ふたりで街へと繰り出し、祭で賑わうラッドシティの街中を歩いていく。
いつも忙しくて一緒にいられないから、こういう時くらい男らしくエスコートしてあげないと、とシリウスはメルヴィに寄り添う。
メルヴィはというと、そんなシリウスのエスコートに導かれてドキドキな様子。そして、雪の降る町をふたりでゆっくり話しながら歩くのも楽しいなぁ、と周りの雰囲気にもつられて思わず笑顔になってしまう。
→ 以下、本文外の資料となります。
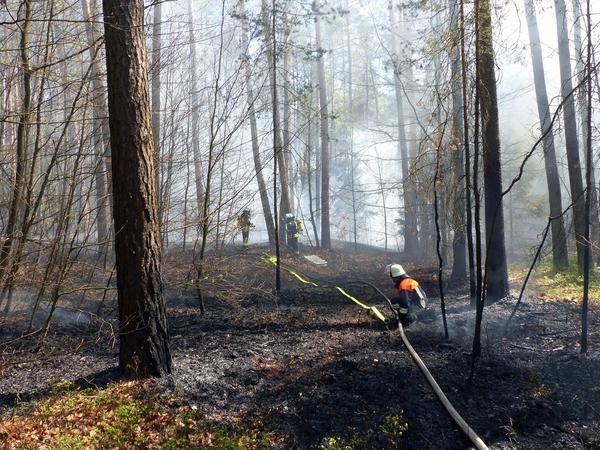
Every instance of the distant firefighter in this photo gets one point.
(409, 295)
(244, 224)
(293, 229)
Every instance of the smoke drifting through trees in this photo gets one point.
(363, 94)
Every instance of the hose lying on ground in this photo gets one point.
(464, 426)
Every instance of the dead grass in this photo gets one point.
(125, 415)
(553, 286)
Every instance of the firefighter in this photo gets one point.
(409, 295)
(244, 224)
(293, 228)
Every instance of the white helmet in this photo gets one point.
(395, 270)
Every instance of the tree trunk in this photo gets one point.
(21, 148)
(570, 122)
(195, 99)
(144, 342)
(286, 203)
(258, 166)
(583, 125)
(351, 120)
(101, 134)
(156, 103)
(410, 219)
(324, 115)
(496, 269)
(560, 257)
(459, 261)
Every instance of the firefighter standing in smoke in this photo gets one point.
(245, 225)
(293, 228)
(409, 294)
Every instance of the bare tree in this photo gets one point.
(144, 343)
(324, 116)
(570, 122)
(559, 238)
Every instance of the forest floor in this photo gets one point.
(310, 370)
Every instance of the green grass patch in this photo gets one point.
(127, 415)
(558, 286)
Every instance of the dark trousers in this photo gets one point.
(293, 243)
(402, 303)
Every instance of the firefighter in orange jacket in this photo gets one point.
(409, 294)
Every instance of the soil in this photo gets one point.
(312, 364)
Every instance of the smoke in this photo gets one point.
(22, 306)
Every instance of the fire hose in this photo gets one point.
(464, 426)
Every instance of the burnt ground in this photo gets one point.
(312, 364)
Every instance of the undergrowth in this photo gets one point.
(551, 285)
(126, 415)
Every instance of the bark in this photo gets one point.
(570, 126)
(195, 98)
(496, 268)
(583, 121)
(459, 262)
(156, 102)
(351, 120)
(144, 343)
(410, 219)
(258, 166)
(590, 187)
(102, 134)
(559, 238)
(21, 147)
(286, 203)
(324, 118)
(469, 224)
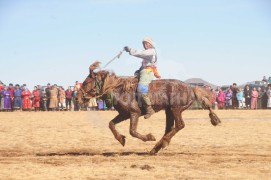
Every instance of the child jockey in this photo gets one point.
(146, 72)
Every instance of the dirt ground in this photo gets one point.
(79, 145)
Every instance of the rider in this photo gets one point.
(146, 72)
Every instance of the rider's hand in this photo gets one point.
(126, 48)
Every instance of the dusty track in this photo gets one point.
(79, 145)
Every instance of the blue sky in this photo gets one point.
(55, 41)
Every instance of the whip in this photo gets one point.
(116, 57)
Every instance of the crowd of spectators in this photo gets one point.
(56, 98)
(49, 98)
(238, 98)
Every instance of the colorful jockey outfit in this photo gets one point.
(147, 72)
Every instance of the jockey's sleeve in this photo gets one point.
(145, 54)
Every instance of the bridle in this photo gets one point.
(98, 84)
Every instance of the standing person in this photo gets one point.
(221, 98)
(77, 85)
(92, 105)
(264, 79)
(213, 98)
(26, 98)
(269, 96)
(7, 99)
(240, 96)
(260, 96)
(247, 94)
(234, 98)
(75, 103)
(2, 98)
(53, 98)
(62, 97)
(264, 99)
(43, 101)
(36, 98)
(68, 94)
(254, 98)
(228, 101)
(147, 72)
(17, 98)
(47, 91)
(11, 89)
(1, 88)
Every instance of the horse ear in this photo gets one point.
(94, 66)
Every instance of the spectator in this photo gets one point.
(11, 89)
(260, 96)
(100, 104)
(26, 98)
(247, 96)
(2, 98)
(234, 98)
(17, 98)
(53, 98)
(264, 99)
(254, 98)
(44, 101)
(228, 101)
(269, 96)
(77, 85)
(264, 79)
(61, 98)
(1, 87)
(92, 105)
(213, 98)
(221, 99)
(36, 98)
(76, 104)
(47, 91)
(68, 94)
(240, 97)
(7, 99)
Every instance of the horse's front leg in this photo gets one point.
(179, 124)
(119, 118)
(133, 128)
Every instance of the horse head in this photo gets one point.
(96, 83)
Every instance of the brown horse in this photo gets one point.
(173, 96)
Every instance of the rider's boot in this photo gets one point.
(149, 112)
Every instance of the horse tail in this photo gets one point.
(204, 97)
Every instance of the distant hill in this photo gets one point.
(199, 82)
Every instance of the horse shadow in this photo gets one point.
(105, 154)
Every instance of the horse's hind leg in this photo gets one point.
(119, 118)
(133, 129)
(179, 124)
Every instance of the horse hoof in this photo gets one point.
(151, 137)
(165, 144)
(121, 139)
(153, 152)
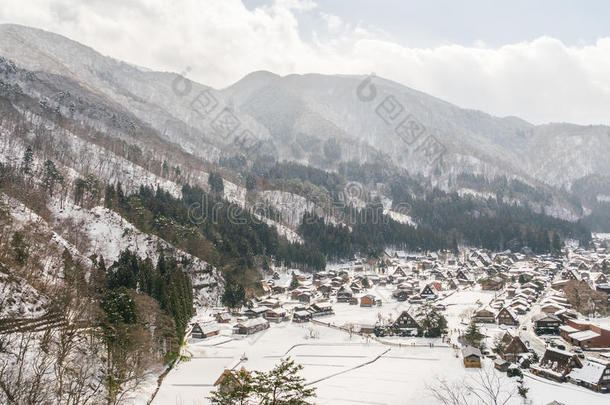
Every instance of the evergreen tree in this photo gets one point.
(294, 283)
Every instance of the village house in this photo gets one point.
(501, 365)
(507, 317)
(250, 326)
(472, 357)
(367, 300)
(429, 292)
(223, 317)
(594, 374)
(584, 334)
(275, 314)
(301, 316)
(406, 324)
(484, 315)
(228, 380)
(492, 283)
(546, 324)
(205, 331)
(344, 294)
(514, 348)
(255, 312)
(321, 308)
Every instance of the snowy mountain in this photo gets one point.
(297, 114)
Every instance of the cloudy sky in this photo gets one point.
(546, 61)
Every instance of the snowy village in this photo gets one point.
(412, 321)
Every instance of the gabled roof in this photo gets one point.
(591, 372)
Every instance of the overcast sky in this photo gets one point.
(543, 61)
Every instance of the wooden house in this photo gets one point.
(429, 292)
(400, 295)
(344, 294)
(204, 331)
(255, 312)
(301, 316)
(513, 348)
(472, 357)
(501, 364)
(275, 314)
(321, 308)
(484, 315)
(223, 317)
(546, 324)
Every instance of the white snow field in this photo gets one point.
(348, 370)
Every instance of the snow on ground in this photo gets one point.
(110, 234)
(20, 299)
(402, 218)
(348, 370)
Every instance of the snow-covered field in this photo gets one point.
(348, 370)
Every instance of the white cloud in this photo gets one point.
(221, 40)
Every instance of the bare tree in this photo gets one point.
(484, 388)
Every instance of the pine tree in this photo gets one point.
(294, 283)
(473, 336)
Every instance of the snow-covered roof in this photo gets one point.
(584, 335)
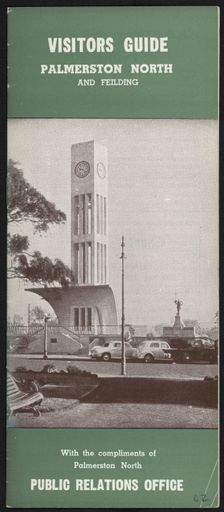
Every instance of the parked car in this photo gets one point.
(112, 350)
(153, 350)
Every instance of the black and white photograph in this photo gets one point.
(112, 273)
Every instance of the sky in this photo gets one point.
(163, 197)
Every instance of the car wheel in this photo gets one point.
(106, 357)
(148, 358)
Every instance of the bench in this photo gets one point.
(18, 401)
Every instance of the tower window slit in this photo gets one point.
(97, 213)
(76, 215)
(83, 214)
(89, 214)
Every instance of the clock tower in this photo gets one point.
(89, 219)
(87, 306)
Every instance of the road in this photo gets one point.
(165, 370)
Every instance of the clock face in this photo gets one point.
(82, 169)
(101, 170)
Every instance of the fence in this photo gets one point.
(62, 339)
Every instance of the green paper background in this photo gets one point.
(190, 455)
(190, 92)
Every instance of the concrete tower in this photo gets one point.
(89, 203)
(88, 306)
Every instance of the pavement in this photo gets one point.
(61, 413)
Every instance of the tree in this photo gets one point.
(26, 204)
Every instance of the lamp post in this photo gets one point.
(46, 318)
(123, 359)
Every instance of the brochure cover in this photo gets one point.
(113, 352)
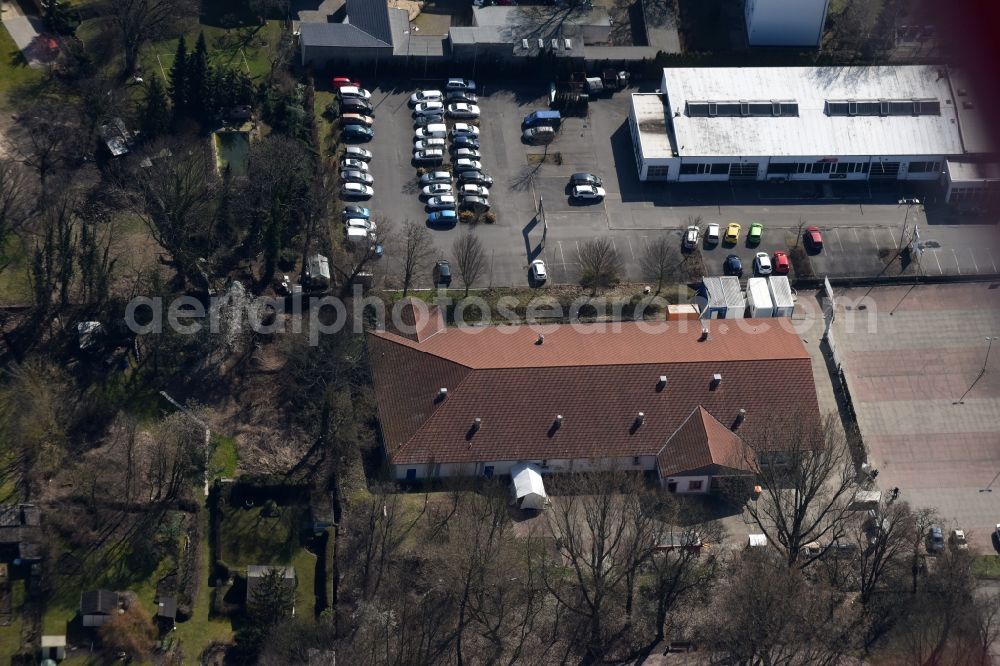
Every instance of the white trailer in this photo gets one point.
(781, 295)
(759, 298)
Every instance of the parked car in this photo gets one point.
(463, 110)
(443, 217)
(464, 129)
(466, 165)
(442, 273)
(356, 133)
(431, 156)
(435, 177)
(589, 192)
(425, 96)
(433, 119)
(428, 109)
(357, 212)
(343, 81)
(537, 271)
(732, 233)
(441, 202)
(358, 153)
(356, 190)
(435, 190)
(780, 262)
(355, 176)
(356, 119)
(762, 263)
(344, 92)
(712, 234)
(691, 238)
(471, 190)
(540, 134)
(460, 84)
(356, 105)
(464, 142)
(462, 96)
(356, 165)
(477, 177)
(424, 144)
(814, 239)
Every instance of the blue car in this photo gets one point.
(443, 217)
(357, 212)
(356, 133)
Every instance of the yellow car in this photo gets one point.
(732, 233)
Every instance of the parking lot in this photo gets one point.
(858, 224)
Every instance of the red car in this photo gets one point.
(814, 240)
(781, 263)
(340, 81)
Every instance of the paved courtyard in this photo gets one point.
(909, 357)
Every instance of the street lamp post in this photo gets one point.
(989, 346)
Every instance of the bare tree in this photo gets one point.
(138, 21)
(600, 263)
(470, 258)
(416, 254)
(808, 480)
(660, 261)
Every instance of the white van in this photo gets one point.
(432, 131)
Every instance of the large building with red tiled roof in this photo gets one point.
(475, 401)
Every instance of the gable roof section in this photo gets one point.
(700, 442)
(597, 379)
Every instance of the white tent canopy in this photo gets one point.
(528, 489)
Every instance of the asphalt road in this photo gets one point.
(857, 221)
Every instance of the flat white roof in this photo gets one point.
(812, 132)
(651, 119)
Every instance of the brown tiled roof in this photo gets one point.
(701, 442)
(597, 378)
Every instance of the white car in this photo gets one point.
(762, 263)
(358, 153)
(352, 91)
(588, 192)
(466, 165)
(441, 202)
(537, 271)
(424, 144)
(464, 129)
(436, 189)
(470, 190)
(357, 165)
(358, 223)
(463, 110)
(428, 109)
(425, 96)
(356, 190)
(354, 176)
(712, 235)
(460, 84)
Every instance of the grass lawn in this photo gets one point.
(987, 566)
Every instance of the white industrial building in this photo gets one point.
(785, 22)
(806, 123)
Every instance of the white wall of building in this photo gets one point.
(785, 22)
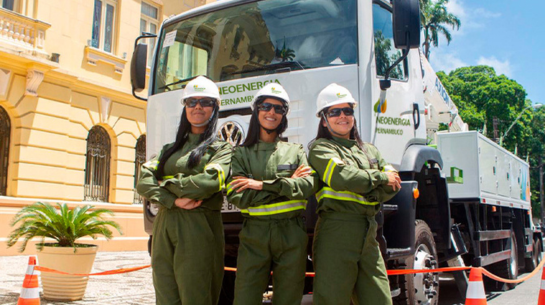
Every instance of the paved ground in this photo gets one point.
(136, 288)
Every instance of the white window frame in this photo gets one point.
(150, 20)
(102, 27)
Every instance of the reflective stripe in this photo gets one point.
(475, 290)
(329, 169)
(388, 168)
(229, 189)
(276, 208)
(151, 164)
(328, 192)
(221, 174)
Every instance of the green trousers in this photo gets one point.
(187, 256)
(348, 262)
(279, 246)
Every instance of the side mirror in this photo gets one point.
(406, 23)
(138, 67)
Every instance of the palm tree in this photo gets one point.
(435, 17)
(63, 225)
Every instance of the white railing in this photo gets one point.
(22, 31)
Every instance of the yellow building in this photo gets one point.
(70, 129)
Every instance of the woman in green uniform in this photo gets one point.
(186, 181)
(355, 180)
(270, 183)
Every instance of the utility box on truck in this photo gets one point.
(479, 168)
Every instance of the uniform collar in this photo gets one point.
(267, 145)
(345, 142)
(193, 138)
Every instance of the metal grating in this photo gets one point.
(97, 167)
(5, 131)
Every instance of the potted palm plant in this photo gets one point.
(65, 226)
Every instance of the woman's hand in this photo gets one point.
(187, 204)
(302, 172)
(243, 183)
(393, 180)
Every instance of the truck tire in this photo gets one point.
(507, 269)
(532, 262)
(422, 288)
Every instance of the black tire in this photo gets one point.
(532, 262)
(507, 269)
(413, 286)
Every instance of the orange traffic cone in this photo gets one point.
(30, 295)
(475, 290)
(541, 299)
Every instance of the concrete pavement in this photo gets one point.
(135, 288)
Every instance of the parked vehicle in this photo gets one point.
(441, 217)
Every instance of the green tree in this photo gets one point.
(435, 18)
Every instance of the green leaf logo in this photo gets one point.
(382, 108)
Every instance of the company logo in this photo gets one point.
(382, 107)
(273, 90)
(196, 87)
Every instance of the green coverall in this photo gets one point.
(273, 235)
(188, 245)
(347, 258)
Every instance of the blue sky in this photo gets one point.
(508, 35)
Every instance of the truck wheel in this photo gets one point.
(422, 288)
(532, 262)
(507, 269)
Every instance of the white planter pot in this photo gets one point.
(66, 287)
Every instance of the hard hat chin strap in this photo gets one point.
(331, 129)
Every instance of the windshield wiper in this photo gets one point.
(177, 82)
(279, 67)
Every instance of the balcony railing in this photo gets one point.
(22, 32)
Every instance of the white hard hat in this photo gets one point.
(273, 90)
(332, 95)
(201, 86)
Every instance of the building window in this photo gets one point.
(5, 132)
(97, 167)
(10, 4)
(149, 22)
(103, 25)
(139, 159)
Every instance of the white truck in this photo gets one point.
(369, 47)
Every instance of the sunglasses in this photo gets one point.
(348, 111)
(279, 109)
(204, 102)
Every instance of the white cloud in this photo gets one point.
(501, 67)
(469, 19)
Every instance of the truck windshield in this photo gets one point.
(257, 38)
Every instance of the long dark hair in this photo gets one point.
(323, 132)
(206, 138)
(254, 129)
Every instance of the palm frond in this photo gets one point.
(64, 225)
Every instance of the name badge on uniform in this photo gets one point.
(284, 167)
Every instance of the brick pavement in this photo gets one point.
(135, 288)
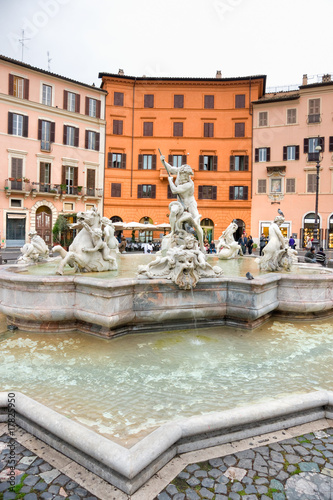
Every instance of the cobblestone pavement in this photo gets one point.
(294, 469)
(34, 477)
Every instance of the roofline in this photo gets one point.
(184, 79)
(28, 66)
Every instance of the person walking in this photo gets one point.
(249, 244)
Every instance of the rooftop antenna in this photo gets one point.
(21, 41)
(48, 61)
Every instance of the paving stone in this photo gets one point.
(191, 495)
(215, 462)
(206, 493)
(163, 496)
(208, 483)
(193, 481)
(171, 489)
(215, 473)
(192, 468)
(221, 488)
(230, 460)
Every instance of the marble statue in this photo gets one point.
(276, 256)
(93, 248)
(34, 251)
(227, 247)
(183, 257)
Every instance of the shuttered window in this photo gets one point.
(178, 129)
(146, 191)
(178, 101)
(239, 129)
(312, 179)
(207, 192)
(208, 129)
(240, 101)
(207, 162)
(115, 190)
(262, 186)
(149, 101)
(209, 102)
(238, 192)
(148, 129)
(291, 116)
(263, 119)
(118, 127)
(118, 99)
(290, 185)
(116, 160)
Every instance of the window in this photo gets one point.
(148, 129)
(290, 185)
(92, 140)
(147, 162)
(312, 180)
(18, 87)
(118, 99)
(178, 101)
(290, 153)
(239, 129)
(209, 102)
(263, 119)
(44, 177)
(177, 160)
(178, 129)
(276, 186)
(47, 95)
(208, 129)
(118, 127)
(71, 101)
(149, 101)
(207, 192)
(171, 195)
(262, 154)
(146, 191)
(116, 160)
(240, 101)
(238, 192)
(115, 190)
(18, 124)
(46, 134)
(239, 163)
(291, 116)
(71, 136)
(207, 162)
(262, 186)
(93, 107)
(310, 147)
(314, 111)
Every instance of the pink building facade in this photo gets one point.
(52, 142)
(287, 128)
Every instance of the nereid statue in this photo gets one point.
(183, 257)
(227, 247)
(93, 248)
(276, 256)
(34, 251)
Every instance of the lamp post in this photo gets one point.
(316, 228)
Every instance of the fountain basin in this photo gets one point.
(111, 307)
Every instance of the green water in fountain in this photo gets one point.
(126, 387)
(128, 266)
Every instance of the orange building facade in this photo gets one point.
(206, 123)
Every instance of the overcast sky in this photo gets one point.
(193, 38)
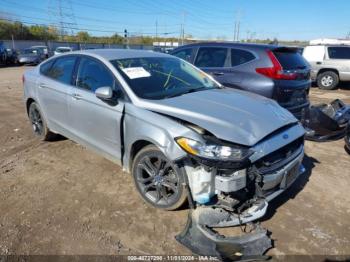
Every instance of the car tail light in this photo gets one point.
(276, 71)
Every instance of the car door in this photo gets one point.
(95, 122)
(54, 87)
(214, 61)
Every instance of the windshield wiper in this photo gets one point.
(191, 90)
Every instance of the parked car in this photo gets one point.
(276, 72)
(3, 55)
(347, 140)
(31, 56)
(330, 64)
(169, 124)
(44, 49)
(62, 49)
(12, 56)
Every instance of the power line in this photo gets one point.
(86, 29)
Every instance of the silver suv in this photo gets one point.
(330, 64)
(170, 125)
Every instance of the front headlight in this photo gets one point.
(210, 150)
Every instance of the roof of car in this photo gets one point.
(231, 44)
(111, 54)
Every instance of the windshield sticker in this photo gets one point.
(136, 72)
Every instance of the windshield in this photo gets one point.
(30, 51)
(162, 77)
(62, 50)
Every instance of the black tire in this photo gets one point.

ふと見つけた雑貨屋の店先に置かれた、星霊クロノスの人形を飾った小さなツリーを見つけたメルヴィ。雑貨屋に駆け寄りしゃがみ込んでツリーを指差すと、追い付いてきたシリウスの服の袖をくいくいと引っ張って、ちょっぴりはしゃいだようにシリウスを振り向いた。
「あれ、可愛いー!」
無邪気に喜んで笑うメルヴィが可愛くて、シリウスは思わずふっと微笑みがこぼれてしまう。
そんなシリウスの様子を見て、ちょっと子供っぽかったかもしれない、とおとなしくなってしまったメルヴィ。
「メルヴィの方が可愛いよ」
そんなメルヴィを見て、シリウスはついぽろっと言ってしまう。シリウスの突然の甘い言葉に、驚いたメルヴィの顔は真っ赤に染まる。そしてすぐに嬉しそうにはにかんだメルヴィの顔がまた可愛くて、笑顔で先程の台詞を口にしたシリウスもつい照れてしまうのだった。
「ひとつ、買っていこうか」
今日という日の思い出として、ふたりで一緒に居られた記念にツリーを買って。
ツリーの入った袋をふたりで提げて、また雪の舞い落ちてくる賑やかな道をゆっくり歩き出す。
メルヴィはシリウスを見上げ、これからもずっと一緒にいたいね、と声には出さずに思うのだった。